There is no getting around the problem. Unless the stock market stages a
dramatic recovery, pension shortfalls will have to be made up from cash.

So the longer the bears hang around, the greater the damage to pension
funds. If one study is to be believed, stocks may underperform for years.

Stocks will be viewed as a "high-risk, low-return investment," says Deutsche
Bank, which estimates there's only a 23 percent chance that U.S. stocks will
outperform bonds over the next 20 years.

The big issue facing investors is this: The risk of being in stocks has
climbed and remains in the danger zone even after the market's bone-jarring
drop.

"More pain is to be expected for equity investors and more riches for their
bond counterparts," Deutsche Bank says.

Stocks may be pricing in more bad news. Since the start of the year, the
market has had a series of "wonder" rallies, which have been built chiefly
on companies "beating" expectations of analysts with incredibly poor
forecasting records, as opposed to just plain good earnings.

MORE SWINGS THAN TARZAN

"There have been four false 19 percent rallies in the Standard & Poor's 500
index and eight in the Nasdaq during this bear market," says James Stack of
InvesTech Research. "All have ended with the market going to new lows.
That's not characteristic of a new bull market."

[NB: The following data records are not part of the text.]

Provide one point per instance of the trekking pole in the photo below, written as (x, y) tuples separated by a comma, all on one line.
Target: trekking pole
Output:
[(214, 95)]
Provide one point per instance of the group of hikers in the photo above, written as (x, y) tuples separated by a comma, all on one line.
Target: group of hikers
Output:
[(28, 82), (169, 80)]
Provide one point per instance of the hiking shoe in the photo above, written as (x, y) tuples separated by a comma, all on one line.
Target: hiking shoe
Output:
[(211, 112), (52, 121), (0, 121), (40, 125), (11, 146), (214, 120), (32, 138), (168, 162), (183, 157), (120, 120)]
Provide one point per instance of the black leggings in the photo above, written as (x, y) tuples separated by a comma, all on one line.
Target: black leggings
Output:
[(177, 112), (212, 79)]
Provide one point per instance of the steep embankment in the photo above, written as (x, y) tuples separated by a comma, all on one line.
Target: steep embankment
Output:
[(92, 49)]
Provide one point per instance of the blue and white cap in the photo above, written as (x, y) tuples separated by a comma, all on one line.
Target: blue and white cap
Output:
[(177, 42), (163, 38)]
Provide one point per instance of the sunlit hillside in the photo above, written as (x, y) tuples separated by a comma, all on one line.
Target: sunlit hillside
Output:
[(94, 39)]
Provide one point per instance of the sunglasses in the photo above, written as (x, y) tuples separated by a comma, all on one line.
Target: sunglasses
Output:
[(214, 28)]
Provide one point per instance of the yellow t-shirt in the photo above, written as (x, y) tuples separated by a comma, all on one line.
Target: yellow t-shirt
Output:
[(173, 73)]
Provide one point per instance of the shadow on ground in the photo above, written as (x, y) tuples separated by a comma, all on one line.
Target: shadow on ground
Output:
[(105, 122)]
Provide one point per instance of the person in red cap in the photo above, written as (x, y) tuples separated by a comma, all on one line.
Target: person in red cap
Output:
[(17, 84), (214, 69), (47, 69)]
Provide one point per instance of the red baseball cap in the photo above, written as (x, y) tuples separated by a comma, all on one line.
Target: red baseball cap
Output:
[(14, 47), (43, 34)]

The fundamentals of Corporate America are still not sound. Poor earnings
continue to be the source of Wall Street's malaise even after the recession
supposedly ended.

Typically, investors focus on the future, eager to put money on the table in
anticipation of a turnaround. The market turns six months before earnings
start to improve. But so far the bears have still not left the building,
which suggests the good times won't be rolling until at least the middle of
next year.

The pension fund issue is creating a newer and perhaps a bigger problem for
the stock market.

Many investors are staying on the sidelines, preferring to focus on the
market's probable sub-par return. And they're ignoring the bizarre
assumption of companies like GM, which are not operating in the real world
(news - Y! TV), with expectations that their pension investments will grow
by 10 percent.

On Friday, the three major U.S. stock indexes finished higher for the third
straight week -- the longest such stretch of gains since August. For the
week, the Dow Jones industrial average (^DJI - news) rose 1.5 percent to
close at 8,444, while the S&P 500 also gained 1.5 percent, finishing at 898,
based on the latest available figures. The Nasdaq composite index (^IXIC -
news) jumped 3.4 percent to end at 1,331.